Today it's still causing severe pain. Driving just sucks, sitting at a desk hurts like hell. I need to go see someone. Last night one of the coaches, a chiropractor, gave me a stern talk about how it's not going to get better by itself. In fact, although I might make it through the tri I would certainly have the problem again and again. She said there was obviously an underlying problem that probably stemmed from when I originally hurt it (20 years ago) that hadn't been corrected. She said, and I'm paraphrasing, I need to fix the immediate problem, repair the damage, build up and correct whatever had failed in the first place. That won't happen just by wishing and hoping and magic.

So I'll take tonight off, tomorrow off, and I insist on doing the 1 mile open water swim on Saturday. I may not be able to run afterward, may not be able to cycle on Sunday. I don't know when I'll be able to get in to see someone, I'm not even sure who to go see.

I think I'll just sit here and cry now.

Tuesday, July 15, 2008

Tired and shaky

For the past several nights I've had a change in my sleep patterns, unfortunately not for the better. I get tired, I go to bed, I toss and turn for an hour, I get up, I read for at least an hour, I go back to bed, I fall asleep, a couple of hours later my alarm goes off. I'm averaging about 4-1/2 hours asleep each night, not nearly enough to let me function capably.
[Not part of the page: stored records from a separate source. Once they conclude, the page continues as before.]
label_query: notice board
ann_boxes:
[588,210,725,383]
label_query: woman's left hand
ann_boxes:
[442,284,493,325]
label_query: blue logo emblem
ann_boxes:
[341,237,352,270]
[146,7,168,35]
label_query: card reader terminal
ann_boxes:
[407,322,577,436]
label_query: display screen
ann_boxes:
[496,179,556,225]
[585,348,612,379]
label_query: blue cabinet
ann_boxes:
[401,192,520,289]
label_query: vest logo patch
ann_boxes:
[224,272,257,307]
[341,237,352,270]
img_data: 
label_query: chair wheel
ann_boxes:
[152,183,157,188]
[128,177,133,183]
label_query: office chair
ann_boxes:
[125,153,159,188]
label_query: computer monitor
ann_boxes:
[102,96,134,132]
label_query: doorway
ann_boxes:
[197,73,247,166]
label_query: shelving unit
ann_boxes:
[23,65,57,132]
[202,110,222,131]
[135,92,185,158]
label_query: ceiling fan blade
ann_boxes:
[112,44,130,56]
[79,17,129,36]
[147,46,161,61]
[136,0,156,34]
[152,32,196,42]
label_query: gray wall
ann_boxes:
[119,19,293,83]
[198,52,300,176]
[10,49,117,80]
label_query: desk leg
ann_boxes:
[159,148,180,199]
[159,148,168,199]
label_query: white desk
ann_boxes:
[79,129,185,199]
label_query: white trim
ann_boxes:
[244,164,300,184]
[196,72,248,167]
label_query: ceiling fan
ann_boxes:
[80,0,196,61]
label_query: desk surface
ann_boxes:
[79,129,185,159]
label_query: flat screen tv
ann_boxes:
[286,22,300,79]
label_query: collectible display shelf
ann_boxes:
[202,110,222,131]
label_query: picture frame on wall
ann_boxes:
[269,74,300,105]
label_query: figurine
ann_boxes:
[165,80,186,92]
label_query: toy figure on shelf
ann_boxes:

The antacid isn't working quite as quickly as I'd hoped. One reason I can't fall asleep and one reason I'm awakening so early is that my stomach still hurts. A burning, clenching, bloating pain. Fun.

The antidepressant isn't working quickly either. I'm still subject to frequent outbursts of tears, I'm emotionally exhausted to go with the physical exhaustion. I'd truly like to just stay in bed, not an option.

I didn't run last night. I couldn't face the chance that I couldn't keep up with them and have to follow them in. I didn't want to run alone and didn't think I could tell them what was going on without crying. That only leaves a couple of runs left with Pam. Damn.

Saturday, July 12, 2008

An improvement?

I made it out of the house today. I've only broken down crying twice. Or maybe three times. But I managed to not flip out in public, either with my team or my family. I count that a victory.

I've never felt like I did yesterday. The overwhelming despair and pain, for no discernible reason. I've been unhappy, been hurt, been pained. I've been through deaths of beloved family members and betrayal in marriage. But I've never wanted to curl up and cry all day just because.

I got a few hours of sleep last night and my stomach feels marginally better. It's been a long day and I'm tired of holding it together. I think I'll just go to bed.